# Law of cosines

## Branko Ćurgus

Theorem. If $ABC$ is a triangle with the angle $\gamma$ at the vertex $C$ and with the sides lengths $a = \overline{BC}, b= \overline{AC}$ and $c= \overline{AB}$ (see the figure below), then $c^2 = a^2 + b^2 - 2ab \cos \gamma.$
Proof. In the proof below we use the Pythagorean theorem twice and the definition of $\cos \gamma = x/a$;
 $\displaystyle c^2$ $\displaystyle = y^2 + h^2$ (by Pythagorean theorem $c^2 = y^2+h^2$) $\displaystyle = (b-x)^2 + h^2$ (by the identity $b = x + y$) $\displaystyle = b^2 -2bx + x^2 + h^2 \$ (algebra) $\displaystyle = a^2 + b^2 - 2bx$ (by Pythagorean theorem $a^2 = h^2 + x^2$) $\displaystyle = a^2 + b^2 - 2ab\dfrac{x}{a}$ (algebra) $\displaystyle = a^2 + b^2 - 2ab\cos \gamma$ (the definition of $\cos \gamma$)
This completes the proof.
Remark. Why is the law of cosines important in a linear algebra class? Here is why.

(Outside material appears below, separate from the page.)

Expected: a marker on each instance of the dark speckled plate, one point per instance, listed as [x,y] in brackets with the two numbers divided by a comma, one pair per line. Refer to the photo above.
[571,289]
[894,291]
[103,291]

Introduce two vectors in the above figure: $\vec{a} = \vec{CB}, \qquad \vec{b} = \vec{CA}.$ Then, $a^2 = \bigl\|\vec{a}\bigr\|^2$, $b^2 = \bigl\|\vec{b}\bigr\|^2$ and $\vec{b} - \vec{a} = \vec{BA}.$ The last equality implies \begin{align*} c^2 & = \| \vec{b} - \vec{a} \|^2 \\ & = \bigl(\vec{b} - \vec{a} \bigr) \cdot \bigl(\vec{b} - \vec{a} \bigr) \\ & = \vec{b} \cdot \vec{b} - 2 \vec{a} \cdot \vec{b} + \vec{a} \vec{a} \\ & = \bigl\|\vec{b}\bigr\|^2 - 2 \vec{a} \cdot \vec{b} + \bigl\|\vec{a}\bigr\|^2 \\ & = a^2 + b^2 - 2 \vec{a} \cdot \vec{b}. \end{align*} Now compare the last equality and the law of cosines: \begin{align*} c^2 & = a^2 + b^2 - 2 \vec{a} \cdot \vec{b}, \\ c^2 &= a^2 + b^2 - 2ab \cos \gamma. \end{align*} We deduce that $\vec{a} \cdot \vec{b} = ab \cos \gamma = \bigl\|\vec{a}\bigr\| \, \bigl\|\vec{b}\bigr\| \cos \gamma.$ This gives us a geometric interpretation of the dot product.